Добромысл давно уже юные годы сменял.
За два десятка ему было, и крепко так было… вона, плечи широченные, руки крепкие, мышцы узлами идут. Грудь волохатая, и живот курчавым волосом порос. И оттого дивно, что одежи он носил детские… да и боярыня держалася так, будто был сынок ейный годами юн.
Однако не о годах думать было след.
О болячке евоной.
О язвах, что покрывали и плечи, и грудь, и живот. Особливо одна выделялася, которая на боку, темною вишней выглядывала в растрескавшейся коже. На этакую и глядеть-то жутко.
Арей вон, на что силен, и то отвернулся.
— Зослава, — произнес он, — а это не заразно?
— Не ведаю. — Я боярина прикрыла. Помочь ему я не могла, надеюся, что бабка моя сумеет, потому что не заслужил человек, хоть бы и не самых честных намерений он, этакой судьбы…
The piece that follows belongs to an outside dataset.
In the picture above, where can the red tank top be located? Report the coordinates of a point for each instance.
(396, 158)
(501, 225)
— Тогда, будь добра, убери от него руки.
Убрала.
И даже о шкуру отерла.
Дед казал, что людские болезни род берендеев стороною обходят. Уж буду надеяться… да и бабка упредила б, когда б заразно. И боярыня не стала б сына в щеку целовать…
— И присядь на лавочку. — Арей меня за плечи взял да к лавке указанной проводил, точней, не лавкою она оказалась, а сундуком низеньким с крышкою покатой, на которую удобствия ради подушку кинули. — И Зослава… может быть, то, как я с ним буду говорить, покажется тебе неправильным. Жестоким. И ты захочешь вмешаться, только мне нужно, чтобы он ответил на вопросы. Я не причиню ему вреда. Не имею права. Но он об этом не знает. Понимаешь?